Of couse you aren't allowed to define new ones of these that are incompatible with an existing one, such as by having different precedence, or different repeating groups.

Translation

We prefer to associate operators with relevant Behaviours. Consider x+y. We convert x+y to Monoid.add(T).op(x,y). The question is how we work out the type T.

The answer is that we search downwards from the type of x and from the type of y, until we find a pair of types such that there is a type above both that conforms to Monoid.add.

Firstly we'll suppose that our types are: Integer, Rational and ComplexInteger (i.e. Gaussian Integer), with Integer below both of the others, and all conforming to Momoid.add. Suppose we try to add a Rational and a ComplexInteger. There is no type that is above both so we have to move down. There are two solutions: If we move Rational down to Integer then ComplexInteger is above (or equal to) both. If we move ComplexInteger down to Integer then Rational is above both. So we have two possible operations and either or both will work if one of x and y can coerce to an Integer (either because it is Rational with denominator 1, or ComplexInteger with imaginary part 0). So we combine the operations, giving a result that is a Union of Rational and ComplexInteger, and which fails if neither wants to be an Integer.
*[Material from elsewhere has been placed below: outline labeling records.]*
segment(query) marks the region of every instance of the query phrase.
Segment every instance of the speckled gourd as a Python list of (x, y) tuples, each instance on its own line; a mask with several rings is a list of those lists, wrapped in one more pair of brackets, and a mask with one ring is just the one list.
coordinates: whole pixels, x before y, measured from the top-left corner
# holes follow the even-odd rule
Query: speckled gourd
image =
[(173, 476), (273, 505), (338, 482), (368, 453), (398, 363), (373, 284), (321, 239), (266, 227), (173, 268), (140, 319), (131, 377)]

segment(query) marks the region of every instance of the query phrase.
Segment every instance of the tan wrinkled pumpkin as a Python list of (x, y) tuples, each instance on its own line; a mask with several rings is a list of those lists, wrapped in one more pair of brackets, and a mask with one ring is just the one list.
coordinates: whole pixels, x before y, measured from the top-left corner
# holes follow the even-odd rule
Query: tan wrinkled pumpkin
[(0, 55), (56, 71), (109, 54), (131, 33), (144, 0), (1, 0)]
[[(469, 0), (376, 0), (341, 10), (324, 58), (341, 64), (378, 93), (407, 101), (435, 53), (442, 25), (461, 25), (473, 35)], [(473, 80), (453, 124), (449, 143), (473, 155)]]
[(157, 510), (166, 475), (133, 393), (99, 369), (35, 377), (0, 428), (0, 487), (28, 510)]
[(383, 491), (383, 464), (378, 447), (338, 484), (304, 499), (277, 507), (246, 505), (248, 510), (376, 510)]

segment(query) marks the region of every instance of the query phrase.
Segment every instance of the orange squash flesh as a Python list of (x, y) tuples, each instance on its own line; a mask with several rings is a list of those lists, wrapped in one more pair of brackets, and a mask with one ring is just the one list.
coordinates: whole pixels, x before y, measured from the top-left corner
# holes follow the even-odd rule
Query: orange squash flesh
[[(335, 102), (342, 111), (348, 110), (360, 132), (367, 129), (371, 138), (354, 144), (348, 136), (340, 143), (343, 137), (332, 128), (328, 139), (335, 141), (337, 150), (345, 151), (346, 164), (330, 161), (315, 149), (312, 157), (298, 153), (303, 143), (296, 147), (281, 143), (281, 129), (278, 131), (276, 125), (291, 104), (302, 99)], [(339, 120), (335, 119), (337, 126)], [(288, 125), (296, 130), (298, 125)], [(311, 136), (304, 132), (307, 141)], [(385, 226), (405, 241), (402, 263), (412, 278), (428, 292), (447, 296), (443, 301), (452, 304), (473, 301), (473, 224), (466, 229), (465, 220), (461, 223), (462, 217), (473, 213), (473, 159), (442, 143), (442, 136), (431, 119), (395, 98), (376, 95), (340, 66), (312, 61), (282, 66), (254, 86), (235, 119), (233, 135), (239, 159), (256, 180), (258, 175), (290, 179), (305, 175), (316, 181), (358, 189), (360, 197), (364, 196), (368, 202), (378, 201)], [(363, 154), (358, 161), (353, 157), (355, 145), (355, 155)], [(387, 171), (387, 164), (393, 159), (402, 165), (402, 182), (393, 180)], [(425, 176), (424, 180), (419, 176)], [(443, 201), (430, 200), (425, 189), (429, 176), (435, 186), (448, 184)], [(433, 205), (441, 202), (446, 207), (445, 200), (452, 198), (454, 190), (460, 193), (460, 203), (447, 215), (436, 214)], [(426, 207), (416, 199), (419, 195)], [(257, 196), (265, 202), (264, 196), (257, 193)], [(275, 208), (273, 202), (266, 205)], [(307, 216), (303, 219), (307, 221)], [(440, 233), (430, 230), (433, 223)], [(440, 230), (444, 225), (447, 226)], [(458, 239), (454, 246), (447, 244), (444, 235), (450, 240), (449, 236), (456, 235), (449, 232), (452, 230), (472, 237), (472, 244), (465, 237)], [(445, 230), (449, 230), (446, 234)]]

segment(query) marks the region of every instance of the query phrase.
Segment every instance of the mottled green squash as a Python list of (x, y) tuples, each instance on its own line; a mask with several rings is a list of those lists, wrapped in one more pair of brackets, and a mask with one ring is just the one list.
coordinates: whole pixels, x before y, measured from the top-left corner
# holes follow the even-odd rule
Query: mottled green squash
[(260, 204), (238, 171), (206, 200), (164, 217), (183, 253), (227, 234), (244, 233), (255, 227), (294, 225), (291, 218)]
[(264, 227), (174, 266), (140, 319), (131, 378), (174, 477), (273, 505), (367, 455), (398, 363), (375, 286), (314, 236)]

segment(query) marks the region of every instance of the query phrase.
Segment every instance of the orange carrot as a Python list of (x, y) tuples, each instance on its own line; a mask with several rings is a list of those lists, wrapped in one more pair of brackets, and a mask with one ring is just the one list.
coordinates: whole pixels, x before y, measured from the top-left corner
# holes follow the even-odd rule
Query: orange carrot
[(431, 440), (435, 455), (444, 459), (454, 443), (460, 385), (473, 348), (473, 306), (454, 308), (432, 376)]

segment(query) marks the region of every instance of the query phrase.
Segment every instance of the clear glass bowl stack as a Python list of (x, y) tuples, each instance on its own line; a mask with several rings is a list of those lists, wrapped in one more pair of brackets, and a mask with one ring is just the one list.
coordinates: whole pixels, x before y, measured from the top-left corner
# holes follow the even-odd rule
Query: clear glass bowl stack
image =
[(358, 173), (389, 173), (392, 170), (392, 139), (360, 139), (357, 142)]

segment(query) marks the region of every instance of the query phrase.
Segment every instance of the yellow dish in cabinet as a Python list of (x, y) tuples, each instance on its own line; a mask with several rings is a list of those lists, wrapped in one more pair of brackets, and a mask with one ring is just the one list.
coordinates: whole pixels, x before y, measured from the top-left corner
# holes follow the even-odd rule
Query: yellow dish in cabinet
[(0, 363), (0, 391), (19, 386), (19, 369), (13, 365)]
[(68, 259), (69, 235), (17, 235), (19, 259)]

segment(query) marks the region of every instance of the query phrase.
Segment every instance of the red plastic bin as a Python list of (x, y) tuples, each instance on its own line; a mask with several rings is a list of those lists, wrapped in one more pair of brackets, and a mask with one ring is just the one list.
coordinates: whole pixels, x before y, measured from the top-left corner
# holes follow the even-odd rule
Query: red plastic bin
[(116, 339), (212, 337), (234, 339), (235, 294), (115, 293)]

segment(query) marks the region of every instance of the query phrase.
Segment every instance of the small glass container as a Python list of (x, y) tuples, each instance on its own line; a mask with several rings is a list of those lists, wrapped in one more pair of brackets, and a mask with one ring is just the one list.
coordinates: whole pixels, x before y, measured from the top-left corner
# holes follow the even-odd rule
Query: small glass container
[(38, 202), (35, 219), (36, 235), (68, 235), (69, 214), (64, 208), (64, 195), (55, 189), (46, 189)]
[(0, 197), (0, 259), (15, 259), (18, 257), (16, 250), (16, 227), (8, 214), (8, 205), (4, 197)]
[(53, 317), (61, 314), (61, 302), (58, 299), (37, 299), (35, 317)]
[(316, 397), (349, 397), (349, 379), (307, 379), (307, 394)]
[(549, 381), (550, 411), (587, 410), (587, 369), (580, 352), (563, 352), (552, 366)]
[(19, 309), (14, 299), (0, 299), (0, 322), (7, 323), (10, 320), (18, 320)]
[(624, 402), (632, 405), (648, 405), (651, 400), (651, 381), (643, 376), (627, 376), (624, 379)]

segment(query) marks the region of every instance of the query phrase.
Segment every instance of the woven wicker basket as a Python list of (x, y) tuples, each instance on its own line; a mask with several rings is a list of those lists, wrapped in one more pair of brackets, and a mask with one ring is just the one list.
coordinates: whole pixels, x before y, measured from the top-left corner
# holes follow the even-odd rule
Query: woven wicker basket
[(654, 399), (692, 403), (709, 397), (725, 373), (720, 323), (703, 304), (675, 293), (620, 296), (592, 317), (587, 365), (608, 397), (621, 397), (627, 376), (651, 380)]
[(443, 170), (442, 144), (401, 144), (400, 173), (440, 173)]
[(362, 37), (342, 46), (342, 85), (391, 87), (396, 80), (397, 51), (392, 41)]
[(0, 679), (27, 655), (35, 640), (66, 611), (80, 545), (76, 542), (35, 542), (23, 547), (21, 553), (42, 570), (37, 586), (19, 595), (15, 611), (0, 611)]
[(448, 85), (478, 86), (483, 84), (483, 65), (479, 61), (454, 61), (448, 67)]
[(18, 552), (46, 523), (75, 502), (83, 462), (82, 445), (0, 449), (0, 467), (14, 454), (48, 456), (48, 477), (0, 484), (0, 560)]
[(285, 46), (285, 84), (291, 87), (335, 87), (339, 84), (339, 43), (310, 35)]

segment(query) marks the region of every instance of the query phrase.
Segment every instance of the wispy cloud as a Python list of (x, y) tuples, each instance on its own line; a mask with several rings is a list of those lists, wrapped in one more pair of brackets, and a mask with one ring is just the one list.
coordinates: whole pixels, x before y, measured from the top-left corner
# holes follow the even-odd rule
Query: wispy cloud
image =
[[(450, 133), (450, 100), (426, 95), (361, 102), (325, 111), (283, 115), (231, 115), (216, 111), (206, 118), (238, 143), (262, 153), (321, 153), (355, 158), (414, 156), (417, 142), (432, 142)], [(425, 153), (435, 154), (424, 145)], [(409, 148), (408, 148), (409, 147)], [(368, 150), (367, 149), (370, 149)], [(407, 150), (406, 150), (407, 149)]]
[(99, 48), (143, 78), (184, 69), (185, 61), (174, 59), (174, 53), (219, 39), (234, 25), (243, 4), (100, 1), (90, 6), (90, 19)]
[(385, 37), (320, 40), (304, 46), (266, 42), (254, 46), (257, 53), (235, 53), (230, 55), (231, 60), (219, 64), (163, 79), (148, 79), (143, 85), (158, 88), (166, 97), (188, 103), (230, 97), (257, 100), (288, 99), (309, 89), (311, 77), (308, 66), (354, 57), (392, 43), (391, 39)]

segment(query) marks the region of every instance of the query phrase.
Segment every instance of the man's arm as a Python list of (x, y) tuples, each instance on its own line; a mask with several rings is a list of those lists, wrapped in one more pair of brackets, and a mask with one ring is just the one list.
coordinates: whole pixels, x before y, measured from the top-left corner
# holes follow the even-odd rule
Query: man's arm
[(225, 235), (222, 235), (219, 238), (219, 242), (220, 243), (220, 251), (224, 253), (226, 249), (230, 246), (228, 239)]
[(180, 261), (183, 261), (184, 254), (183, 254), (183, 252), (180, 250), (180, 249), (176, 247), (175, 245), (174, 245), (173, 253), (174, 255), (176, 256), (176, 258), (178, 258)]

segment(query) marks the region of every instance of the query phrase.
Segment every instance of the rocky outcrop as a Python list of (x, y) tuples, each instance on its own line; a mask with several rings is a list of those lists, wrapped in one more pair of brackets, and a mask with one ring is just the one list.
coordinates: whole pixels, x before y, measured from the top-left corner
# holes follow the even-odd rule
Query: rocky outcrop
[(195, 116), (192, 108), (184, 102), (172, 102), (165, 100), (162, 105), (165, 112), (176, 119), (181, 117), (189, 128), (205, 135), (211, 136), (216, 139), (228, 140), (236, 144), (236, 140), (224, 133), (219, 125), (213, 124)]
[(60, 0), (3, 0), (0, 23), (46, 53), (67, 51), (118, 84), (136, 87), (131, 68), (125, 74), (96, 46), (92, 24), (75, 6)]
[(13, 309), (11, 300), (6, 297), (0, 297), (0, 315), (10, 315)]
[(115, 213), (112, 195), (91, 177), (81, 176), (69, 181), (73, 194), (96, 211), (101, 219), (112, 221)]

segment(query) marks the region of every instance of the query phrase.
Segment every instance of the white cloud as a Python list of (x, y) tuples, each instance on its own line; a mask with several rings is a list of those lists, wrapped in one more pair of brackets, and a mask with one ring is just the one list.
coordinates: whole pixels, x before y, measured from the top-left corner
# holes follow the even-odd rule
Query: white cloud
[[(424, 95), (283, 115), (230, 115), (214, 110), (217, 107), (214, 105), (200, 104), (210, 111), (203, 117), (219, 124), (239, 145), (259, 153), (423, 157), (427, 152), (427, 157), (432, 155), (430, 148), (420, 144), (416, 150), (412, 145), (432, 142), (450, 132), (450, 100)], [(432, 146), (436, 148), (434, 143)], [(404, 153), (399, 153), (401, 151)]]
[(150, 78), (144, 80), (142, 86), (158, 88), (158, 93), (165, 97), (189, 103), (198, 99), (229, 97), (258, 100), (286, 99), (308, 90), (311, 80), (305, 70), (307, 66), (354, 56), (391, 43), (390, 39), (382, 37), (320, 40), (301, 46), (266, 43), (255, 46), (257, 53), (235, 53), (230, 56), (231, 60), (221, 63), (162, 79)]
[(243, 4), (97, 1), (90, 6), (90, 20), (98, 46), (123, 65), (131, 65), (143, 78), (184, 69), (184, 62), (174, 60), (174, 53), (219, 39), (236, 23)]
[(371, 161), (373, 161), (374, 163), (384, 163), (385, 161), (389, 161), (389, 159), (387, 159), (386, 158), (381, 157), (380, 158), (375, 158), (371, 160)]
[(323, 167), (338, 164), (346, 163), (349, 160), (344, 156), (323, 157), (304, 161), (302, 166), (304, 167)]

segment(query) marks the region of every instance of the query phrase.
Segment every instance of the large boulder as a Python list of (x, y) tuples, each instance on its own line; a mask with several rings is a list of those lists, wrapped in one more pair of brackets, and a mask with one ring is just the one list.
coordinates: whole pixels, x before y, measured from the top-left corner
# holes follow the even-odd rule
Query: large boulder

Now  suppose there is a type ComplexRational, that is above Rational and above ComplexInteger. Then we don't need to go down at all. So we use Monoid.add(ComplexRational).op. This coerces both x and y up to ComplexRational and the addition happens there and always succeeds.

The plan is to do sensible things that are close to the way run-time typing works in dynamically typed languages.

Postscript

Note that Monoid.add means the same as Monoid(.add). Since .add is an atom, this means Monoid is a Proc(Atom,Behaviour). This lets us distinguish different ways that a type can be a Monoid. Presumably there will be a Monoid.mul and a Monoid.max and others.